De voorzieningenrechter van de rechtbank Amsterdam is tot de conclusie gekomen dat de break up fee door de potentiële koper ondanks de coronacrisis wel degelijk in zijn geheel verschuldigd was. De voorzieningenrechter is van mening dat van ingrijpen in de contractuele verhoudingen tussen partijen pas sprake kan zijn indien er een ernstige disbalans is tussen de contractuele verplichtingen van partijen, indien de overeenkomst zijn betekenis heeft verloren aangezien de bedoelingen die partijen bij het sluiten van de overeenkomst zijn achterhaald of indien de gevolgen van de uitvoering van de overeenkomst voor een van de partijen zeer nadelig zijn. Volgens de voorzieningenrechter is de coronacrisis mogelijk een onvoorziene omstandigheid, maar niet van dien aard dat de potentiële koper onder zijn verplichting tot betaling van de break up fee uit zou kunnen. De bedoeling van die fee was namelijk om partijen aan te sporen tot het aangaan van de transactie en om risico’s van het niet doorgaan van de transactie tussen hen te verdelen. De fee beperkt de exposure van partijen. Dat doel zou worden doorkruist, als de fee zou kunnen worden verminderd bij een waardedaling van de target-onderneming, zoals in dit geval de coronacrisis.

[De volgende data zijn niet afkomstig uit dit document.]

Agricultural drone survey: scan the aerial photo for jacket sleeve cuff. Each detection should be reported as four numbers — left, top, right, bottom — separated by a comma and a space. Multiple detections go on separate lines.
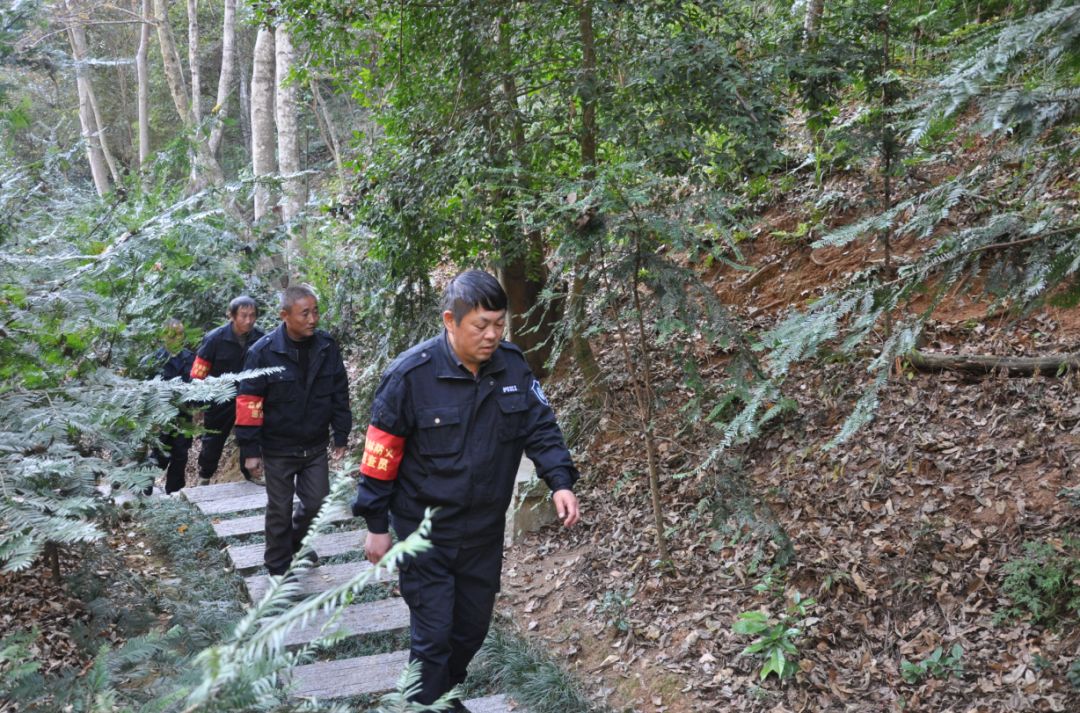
364, 515, 390, 535
544, 469, 577, 493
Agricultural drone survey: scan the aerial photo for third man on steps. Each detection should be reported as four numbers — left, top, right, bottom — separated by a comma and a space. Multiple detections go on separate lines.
352, 270, 579, 711
191, 295, 262, 485
237, 285, 352, 575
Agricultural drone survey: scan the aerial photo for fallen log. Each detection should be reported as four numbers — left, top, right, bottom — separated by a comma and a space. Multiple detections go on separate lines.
908, 349, 1080, 376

Dat zou het namelijk makkelijker maken om in een dergelijk geval de transactie niet aan te gaan, hetgeen in strijd is met de bedoeling van een break up fee.

 

Uit deze uitspraak volgt dat een partij niet zonder meer kan aannemen dat de coronacrisis geldt als onvoorziene omstandigheid die maakt dat men van bestaande afspraken af kan. Men zal in het specifieke geval goed moeten onderbouwen waarom juist in zijn geval de coronacrisis een ingrijpen in de contractuele verhoudingen rechtvaardigt. Een algemeen beroep op de coronacrisis zal niet volstaan. Deze uitspraak is gelet op het uitgangspunt dat een rechter de wettelijke regels die kunnen ingrijpen in de contractuele verhoudingen met terughoudendheid moet toepassen niet verwonderlijk. Zeker indien het gaat om grote zakelijke partijen die worden bijgestaan door adviseurs mag worden verwacht dat zij hun goede en kwade kansen voorafgaand aan het sluiten van een overeenkomst afwegen en dit verdisconteren in de overeenkomst.